6 Responses to “Fisking Rahm Emanuel”

  1. Let Freedom Ring » Blog Archive » Fisking Rahm Emanuel Says:

    [...] Cross-posted at California Conservative Categories: House of Representatives, Corruption, John Murtha, Democrats, Reforms, Ethics, Earmarks | [...]

  2. Fisking Rahm Emanuel at Conservative Times--Republican GOP news source. Says:

    [...] Original post by Gary Gross and software by Elliott Back [...]

  3. Carlos Says:

    My first question is, 36,000 earmarks? My God! The donkeys really have “reformed” the process, haven’t they?

    My next question is, does anyone yet know who put what earmarks in which bills, and for what stated and real purposes?

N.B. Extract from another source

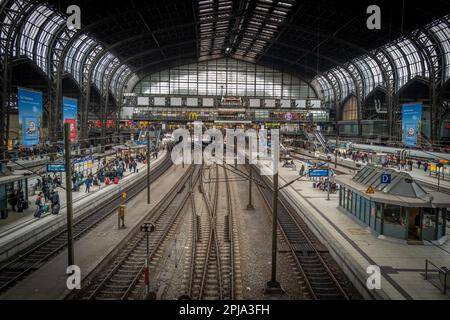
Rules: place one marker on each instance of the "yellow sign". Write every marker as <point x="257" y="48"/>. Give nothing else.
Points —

    And finally, there is better transparency in a solid steel plate than in congressional operations. Not just this Congress (although obfuscation has been taken to a higher level with Nancy and Harry at the helm), but in every congress I can remember (and that includes several decades of watching this thievery). Has the public’s level of education fallen so low that they hate the congress (18% approval) and trust them at the same time?

  4. John Houghton Says:

    The Dems are nothing but pigeon guano to me.

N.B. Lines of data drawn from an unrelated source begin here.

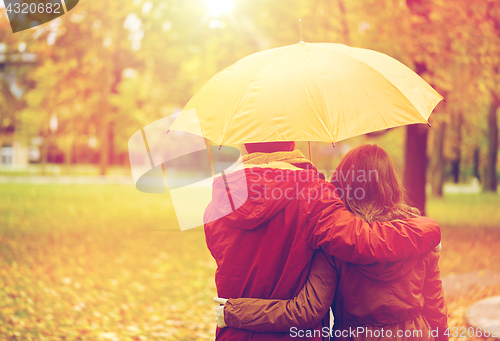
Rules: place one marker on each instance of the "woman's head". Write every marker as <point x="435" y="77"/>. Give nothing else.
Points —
<point x="369" y="186"/>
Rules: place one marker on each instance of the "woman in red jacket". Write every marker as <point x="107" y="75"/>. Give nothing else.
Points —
<point x="382" y="301"/>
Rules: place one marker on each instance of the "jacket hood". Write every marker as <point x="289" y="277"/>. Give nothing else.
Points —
<point x="388" y="271"/>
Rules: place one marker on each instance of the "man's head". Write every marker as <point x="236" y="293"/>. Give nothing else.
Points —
<point x="270" y="147"/>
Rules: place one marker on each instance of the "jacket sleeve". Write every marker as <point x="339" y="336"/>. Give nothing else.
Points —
<point x="434" y="310"/>
<point x="305" y="311"/>
<point x="331" y="227"/>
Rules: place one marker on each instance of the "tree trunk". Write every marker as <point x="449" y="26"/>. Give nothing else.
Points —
<point x="437" y="160"/>
<point x="416" y="164"/>
<point x="343" y="22"/>
<point x="44" y="157"/>
<point x="490" y="178"/>
<point x="104" y="162"/>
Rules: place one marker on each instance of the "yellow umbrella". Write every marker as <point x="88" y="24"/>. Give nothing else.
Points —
<point x="307" y="92"/>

  5. Mitch the Bitch Says:

    The really sad part is that the VAST majority of Democraps believe Emanuals BS as gospel.

  6. T. A. Gray Says:

    Talk abut rewriting history! It teir version!
    Unfortunately that low Congressional rating can cut both ways. Dems, and their friends in the press can blame it all on the Reps, and you can go to the bank on it that they will, and the less educated public will eat it up like they always do.